No, una volta compresa la tecnologia che sta alla base del Warka, questa può essere applicata a edifici, case, torri. Nessuno oggi raccoglie acqua dall’atmosfera, ma in passato è stato sempre fatto. La città di Venezia, ad esempio, era stata progettata per raccogliere l’acqua dall’atmosfera; non ha infatti mai avuto acquedotti, perché sarebbe stato qualcosa di eccessivamente vulnerabile. Tutte le calle a Venezia hanno un pozzo centrale, che non funziona più oggi, ma che veniva sfruttato in tempi passati. Questo è Warka: una tecnologia che era già stata ampiamente utilizzata da popolazioni come gli etruschi. Nella progettazione della città del futuro, dobbiamo riscoprire il nostro passato; con questi presupposti, Warka potrebbe avere un ruolo centrale.
Quali saranno i prossimi step?
Siamo sempre alla ricerca di fondi, per sviluppare il progetto in maniera adeguata. Quotidianamente, cerchiamo bandi a cui partecipare e compiliamo business plan. Questi sono step fondamentali per consolidare il progetto e la tecnologia.
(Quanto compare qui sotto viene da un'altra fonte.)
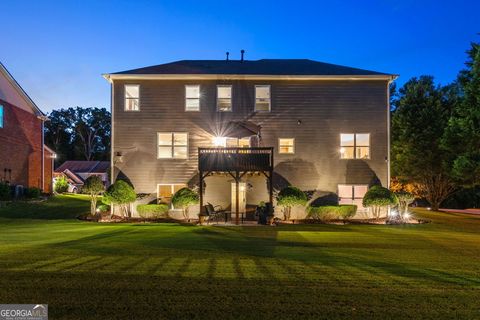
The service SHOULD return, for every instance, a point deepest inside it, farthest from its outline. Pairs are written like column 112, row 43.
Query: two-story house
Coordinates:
column 244, row 129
Warka water non si inserisce nell’ambito del profit, ma è no profit e open source: chiunque può acquisire i dati e replicarne il modello; il suo core-concept risiede quindi al di fuori dagli schemi normalmente utilizzati dalla nostra società, che si basa sul commercio e sul guadagno.
In che modo state cercando allargare il network di Warka?
Abbiamo preso contatto con aziende e persone in altri Paesi, che potrebbero essere interessati all’idea. Stiamo lavorando in india, Nepal, Indonesia, Colombia. Qui abbiamo preso già contatti con Università, Governi locali, team di lavoro. Si punterà, col supporto di questi partner, allo sviluppo di vari prototipi, indispensabili per passare alle fasi successive. Stiamo volgendo il nostro sguardo a Paesi con ambienti sociali e geo-morfologici diversi, per riuscire ad acquisire un’esperienza quanto più variegata possibile. Stiamo ora preparando una grande campagna mediatica, con diverse esposizioni in Europa, nella speranza di coinvolgere persone, aziende, Governi. Saremo alla Biennale di Venezia, che apre il 28 maggio, dove il Warka sarà esposto per 6 mesi. In Francia, saremo presenti a Bordeaux dalla metà di maggio e il museo di storia naturale di Muster ha richiesto un modellino in scala ridotta del Warka, per conservarlo nella propria collezione permanente. Abbiamo appena vinto un prestigioso premio internazionale, che ci ha portato una grande visibilità. Sono tutte cose che ci auguriamo possano aiutarci nel nostro obiettivo.